There was no indication that the incident about 25 miles (40 km) northeast of Los Angeles was related to Election Day, said Deputy Vincent Plair, a spokesman for the Los Angeles County Sheriff’s Department.
But at least one of the victims was hit by gunfire on the way to the polling station to vote, the Los Angeles Times reported, citing a law enforcement source.
The circumstances of the shooting, and even the number of perpetrators, remained murky.
Police responding to a report of gunshots came under fire themselves and were initially pinned down as they arrived on the scene, according to accounts from Azusa police and the sheriff’s department.

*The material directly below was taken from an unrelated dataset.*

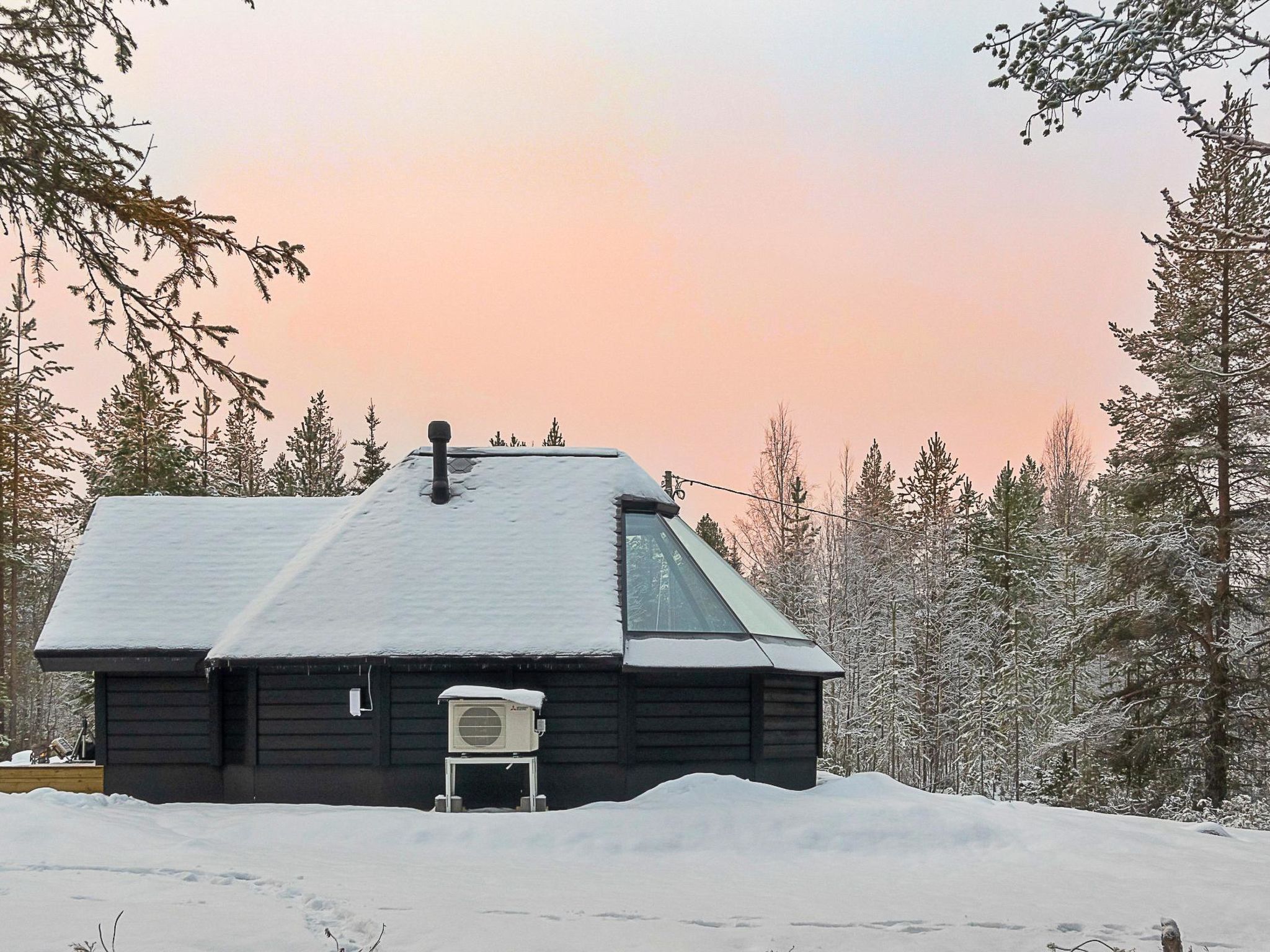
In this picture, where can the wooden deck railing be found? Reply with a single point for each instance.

Officers returned fire, then surrounded a house where the shooting appeared to have originated, believing they had cornered at least one suspect, a woman carrying an assault rifle with “rapid-fire capability,” inside the dwelling, Azusa Police Chief Steve Hunt told a news conference.
By then, three civilian victims – two female and one male – had already been struck by gunfire, one of them fatally, the chief said.
Still a fourth individual whose condition and identity were unknown was left lying motionless – and presumably wounded during the exchange of gunfire – at the doorstep of the house, and might turn out to be the armed woman, Hunt said.
Officers keeping a safe distance on the perimeter of the property had yet to determine whether the person was a suspect or victim, the chief said.
Further complicating the situation, Hunt said, were reports of a possible second suspect, a man. Hunt said the motive behind the shooting remained unclear.
But the incident began around 2 p.m. local time (2200 GMT) as residents of Azusa, like Americans across the country, streamed to the polls to cast ballots in the U.S. presidential race between Democrat Hillary Clinton and Republican Donald Trump.
The Los Angeles County Registrar and Recorder’s office issued a Twitter advisory urging voters to avoid the area around two polling locations, one in Memorial Park and one in Dalton Elementary School, and to cast their ballots at alternate polling sites.
Two other nearby schools, Slauson Middle School and Mountain View Elementary School, were also locked down, and then evacuated, Hunted said.
The Los Angeles Times said the person killed was a man in his 70s.